Part of Terry’s job is to coordinate the data collection, not an easy task when villages are remote and can only be reached by air. For each parcticipant in the study there is an interview, a physical exam, glucose tolerance test (for diabetes), electrocardiogram and carotid artery scan. (The carotid artery is the main artery leading from your heart to your head.) In addition, each donates a sample of blood. Imagine the logistics of transporting all the equipment needed for each of these tests by airplane! In addition, the blood sample must be preserved and safely shipped to laboratories on the east coast for analysis.

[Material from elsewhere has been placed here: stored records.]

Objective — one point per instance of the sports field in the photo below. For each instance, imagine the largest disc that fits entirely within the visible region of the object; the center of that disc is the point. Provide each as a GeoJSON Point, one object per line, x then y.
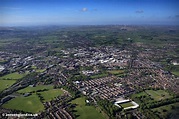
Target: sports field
{"type": "Point", "coordinates": [31, 89]}
{"type": "Point", "coordinates": [86, 112]}
{"type": "Point", "coordinates": [127, 104]}
{"type": "Point", "coordinates": [14, 75]}
{"type": "Point", "coordinates": [28, 104]}
{"type": "Point", "coordinates": [175, 73]}
{"type": "Point", "coordinates": [115, 72]}
{"type": "Point", "coordinates": [6, 83]}
{"type": "Point", "coordinates": [158, 94]}
{"type": "Point", "coordinates": [51, 94]}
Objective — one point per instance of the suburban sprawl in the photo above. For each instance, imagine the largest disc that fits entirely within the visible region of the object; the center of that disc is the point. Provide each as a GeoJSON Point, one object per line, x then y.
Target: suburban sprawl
{"type": "Point", "coordinates": [89, 72]}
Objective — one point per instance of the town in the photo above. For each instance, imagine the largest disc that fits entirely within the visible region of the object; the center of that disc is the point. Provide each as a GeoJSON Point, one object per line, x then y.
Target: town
{"type": "Point", "coordinates": [113, 71]}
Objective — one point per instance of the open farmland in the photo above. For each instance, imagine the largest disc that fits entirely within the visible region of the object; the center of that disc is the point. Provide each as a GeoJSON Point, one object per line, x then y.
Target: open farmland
{"type": "Point", "coordinates": [14, 75]}
{"type": "Point", "coordinates": [28, 104]}
{"type": "Point", "coordinates": [86, 112]}
{"type": "Point", "coordinates": [51, 94]}
{"type": "Point", "coordinates": [36, 88]}
{"type": "Point", "coordinates": [6, 83]}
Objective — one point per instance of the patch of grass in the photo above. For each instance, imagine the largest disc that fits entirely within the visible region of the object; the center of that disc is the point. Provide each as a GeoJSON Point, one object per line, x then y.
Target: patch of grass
{"type": "Point", "coordinates": [164, 111]}
{"type": "Point", "coordinates": [99, 75]}
{"type": "Point", "coordinates": [116, 72]}
{"type": "Point", "coordinates": [175, 73]}
{"type": "Point", "coordinates": [14, 75]}
{"type": "Point", "coordinates": [40, 70]}
{"type": "Point", "coordinates": [28, 104]}
{"type": "Point", "coordinates": [86, 112]}
{"type": "Point", "coordinates": [127, 104]}
{"type": "Point", "coordinates": [158, 94]}
{"type": "Point", "coordinates": [51, 94]}
{"type": "Point", "coordinates": [6, 83]}
{"type": "Point", "coordinates": [31, 89]}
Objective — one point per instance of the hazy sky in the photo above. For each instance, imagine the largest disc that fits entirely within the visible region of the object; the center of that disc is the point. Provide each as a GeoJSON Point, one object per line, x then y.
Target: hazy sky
{"type": "Point", "coordinates": [88, 12]}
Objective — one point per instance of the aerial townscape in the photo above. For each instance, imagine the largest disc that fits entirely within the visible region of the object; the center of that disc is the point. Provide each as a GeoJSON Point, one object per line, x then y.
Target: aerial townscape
{"type": "Point", "coordinates": [89, 59]}
{"type": "Point", "coordinates": [83, 72]}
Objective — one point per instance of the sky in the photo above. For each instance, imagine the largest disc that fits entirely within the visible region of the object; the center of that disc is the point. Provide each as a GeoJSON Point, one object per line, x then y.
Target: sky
{"type": "Point", "coordinates": [89, 12]}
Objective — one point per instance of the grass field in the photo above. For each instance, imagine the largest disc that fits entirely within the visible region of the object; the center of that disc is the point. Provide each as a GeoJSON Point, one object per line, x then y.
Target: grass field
{"type": "Point", "coordinates": [31, 89]}
{"type": "Point", "coordinates": [14, 75]}
{"type": "Point", "coordinates": [163, 111]}
{"type": "Point", "coordinates": [99, 75]}
{"type": "Point", "coordinates": [158, 95]}
{"type": "Point", "coordinates": [127, 104]}
{"type": "Point", "coordinates": [6, 83]}
{"type": "Point", "coordinates": [175, 73]}
{"type": "Point", "coordinates": [28, 104]}
{"type": "Point", "coordinates": [150, 95]}
{"type": "Point", "coordinates": [86, 112]}
{"type": "Point", "coordinates": [40, 70]}
{"type": "Point", "coordinates": [116, 72]}
{"type": "Point", "coordinates": [51, 94]}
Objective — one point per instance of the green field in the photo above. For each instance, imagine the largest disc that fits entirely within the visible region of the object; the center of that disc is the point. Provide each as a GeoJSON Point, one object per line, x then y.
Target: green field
{"type": "Point", "coordinates": [51, 94]}
{"type": "Point", "coordinates": [6, 83]}
{"type": "Point", "coordinates": [163, 111]}
{"type": "Point", "coordinates": [99, 75]}
{"type": "Point", "coordinates": [115, 72]}
{"type": "Point", "coordinates": [175, 73]}
{"type": "Point", "coordinates": [150, 95]}
{"type": "Point", "coordinates": [127, 104]}
{"type": "Point", "coordinates": [40, 70]}
{"type": "Point", "coordinates": [31, 89]}
{"type": "Point", "coordinates": [14, 75]}
{"type": "Point", "coordinates": [28, 104]}
{"type": "Point", "coordinates": [158, 95]}
{"type": "Point", "coordinates": [86, 112]}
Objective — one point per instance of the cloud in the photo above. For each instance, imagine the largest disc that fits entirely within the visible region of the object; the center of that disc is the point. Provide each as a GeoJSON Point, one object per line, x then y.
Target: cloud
{"type": "Point", "coordinates": [139, 11]}
{"type": "Point", "coordinates": [84, 9]}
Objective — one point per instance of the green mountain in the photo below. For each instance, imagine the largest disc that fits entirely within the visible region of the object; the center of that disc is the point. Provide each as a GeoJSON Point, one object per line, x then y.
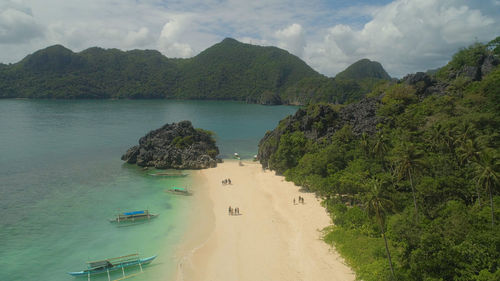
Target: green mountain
{"type": "Point", "coordinates": [410, 174]}
{"type": "Point", "coordinates": [229, 70]}
{"type": "Point", "coordinates": [364, 69]}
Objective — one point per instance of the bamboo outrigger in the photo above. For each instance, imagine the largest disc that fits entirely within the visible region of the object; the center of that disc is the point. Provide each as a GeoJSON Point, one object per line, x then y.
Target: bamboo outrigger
{"type": "Point", "coordinates": [178, 190]}
{"type": "Point", "coordinates": [171, 175]}
{"type": "Point", "coordinates": [112, 264]}
{"type": "Point", "coordinates": [133, 216]}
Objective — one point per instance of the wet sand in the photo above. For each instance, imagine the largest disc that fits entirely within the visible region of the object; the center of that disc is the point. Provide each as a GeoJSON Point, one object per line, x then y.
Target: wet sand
{"type": "Point", "coordinates": [271, 239]}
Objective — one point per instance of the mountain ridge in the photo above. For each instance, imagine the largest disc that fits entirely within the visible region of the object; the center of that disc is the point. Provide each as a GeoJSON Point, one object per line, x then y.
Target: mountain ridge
{"type": "Point", "coordinates": [228, 70]}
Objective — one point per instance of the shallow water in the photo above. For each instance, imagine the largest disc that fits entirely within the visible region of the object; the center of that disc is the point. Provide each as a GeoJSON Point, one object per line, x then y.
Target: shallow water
{"type": "Point", "coordinates": [62, 179]}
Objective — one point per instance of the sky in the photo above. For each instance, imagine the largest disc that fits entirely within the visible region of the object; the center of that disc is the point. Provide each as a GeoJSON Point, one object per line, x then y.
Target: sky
{"type": "Point", "coordinates": [405, 36]}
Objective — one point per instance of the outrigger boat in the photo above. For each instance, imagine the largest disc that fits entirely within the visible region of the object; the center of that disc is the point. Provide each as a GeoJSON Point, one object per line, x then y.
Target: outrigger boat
{"type": "Point", "coordinates": [172, 175]}
{"type": "Point", "coordinates": [133, 216]}
{"type": "Point", "coordinates": [107, 265]}
{"type": "Point", "coordinates": [178, 190]}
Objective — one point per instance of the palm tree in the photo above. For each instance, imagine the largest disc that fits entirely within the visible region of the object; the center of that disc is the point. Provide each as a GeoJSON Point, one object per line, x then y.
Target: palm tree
{"type": "Point", "coordinates": [469, 152]}
{"type": "Point", "coordinates": [365, 144]}
{"type": "Point", "coordinates": [487, 176]}
{"type": "Point", "coordinates": [378, 203]}
{"type": "Point", "coordinates": [380, 146]}
{"type": "Point", "coordinates": [409, 161]}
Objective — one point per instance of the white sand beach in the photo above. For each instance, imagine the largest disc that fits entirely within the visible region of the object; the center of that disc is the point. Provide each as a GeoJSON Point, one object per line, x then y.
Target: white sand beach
{"type": "Point", "coordinates": [271, 239]}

If my students are reading this, they will understand what it means to analyze the blood samples to determine genotypes at approximately 400 gene locations distributed across all the chromosomes. The researchers will use the information to search for specific genes that contribute to cardiovascular disease. Because the Native villages are so isolated, there has been little outside genetic influence for the past 10,000 years, hopefully making it easier for the researchers to be able to detect and map the related genes. Although the present generation will most likely not benefit, future generations will be healthier as a result of the work being done today.